Load-to-truck ratios significantly contribute to higher carrier costs and often play a role in limited capacity in major markets.
With freight markets loosening up in the Florida, Georgia and Arizona regions, these are early signs of the produce season slowly coming to an end. Truckload capacity has become much easier to come by in these regions, with load-to-truck ratios matching 1:1. For example, our network has experienced a produce shift from Central California up through the Pacific Northwest, as well as the South Central area of the United States.
Load-to-truck ratios are as high as 8:1 in the Little Rock and Louisiana markets. Additionally, some of the largest rate increases last week took place in eastern Pennsylvania, New Jersey and upper New York. Per DAT Solutions, this is said to be “a strong sign for consumer goods, as these markets contain warehousing and distribution centers that tend to the highest concentration of people in the United States.”
The national van load-to-truck ratios doubled year-over-year during the produce season.

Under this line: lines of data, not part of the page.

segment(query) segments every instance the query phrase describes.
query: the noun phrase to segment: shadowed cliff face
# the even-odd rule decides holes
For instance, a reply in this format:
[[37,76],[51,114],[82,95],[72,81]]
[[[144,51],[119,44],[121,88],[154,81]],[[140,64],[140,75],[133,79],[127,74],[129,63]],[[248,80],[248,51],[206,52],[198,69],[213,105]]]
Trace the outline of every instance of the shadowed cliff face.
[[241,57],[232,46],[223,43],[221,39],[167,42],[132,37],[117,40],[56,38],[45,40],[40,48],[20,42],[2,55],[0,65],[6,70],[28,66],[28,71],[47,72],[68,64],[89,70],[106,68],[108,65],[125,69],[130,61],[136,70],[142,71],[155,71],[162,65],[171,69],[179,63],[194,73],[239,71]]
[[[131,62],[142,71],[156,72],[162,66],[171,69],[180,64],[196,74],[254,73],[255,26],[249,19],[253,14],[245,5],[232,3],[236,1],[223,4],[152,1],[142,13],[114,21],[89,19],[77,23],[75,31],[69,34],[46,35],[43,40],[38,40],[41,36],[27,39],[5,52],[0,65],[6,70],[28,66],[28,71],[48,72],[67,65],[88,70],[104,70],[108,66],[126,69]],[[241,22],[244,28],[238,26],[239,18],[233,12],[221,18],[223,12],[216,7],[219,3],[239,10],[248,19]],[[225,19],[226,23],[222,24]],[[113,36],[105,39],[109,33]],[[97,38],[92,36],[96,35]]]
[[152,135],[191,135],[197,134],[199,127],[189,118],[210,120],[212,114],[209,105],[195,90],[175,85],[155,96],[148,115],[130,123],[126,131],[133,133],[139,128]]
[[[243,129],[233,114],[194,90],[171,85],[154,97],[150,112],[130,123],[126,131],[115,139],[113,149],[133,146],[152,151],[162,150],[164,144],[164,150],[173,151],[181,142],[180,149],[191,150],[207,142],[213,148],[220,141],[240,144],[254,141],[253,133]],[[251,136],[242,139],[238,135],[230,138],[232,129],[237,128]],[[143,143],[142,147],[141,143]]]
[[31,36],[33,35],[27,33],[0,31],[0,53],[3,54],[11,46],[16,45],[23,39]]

The beginning of July marked the start of the second quarter as well as the July 4th holiday, which further pushed national load-to-truck ratios to a 7 year high at 6.4 loads per truck – the highest it has been since 2010. Thus, DAT Solutions reports that van rates rose slightly in nearly 75% of the top 100 van lanes in the country.
More recently, market pressure for this week increased by 12% with both the demand in loads and supply in trucks increasing, with load demand outpacing truck supply by 14%.
Flatbed capacity remains tight throughout the United States with national load-to-truck ratios at 43:1 compared to 36:1 ratio in June.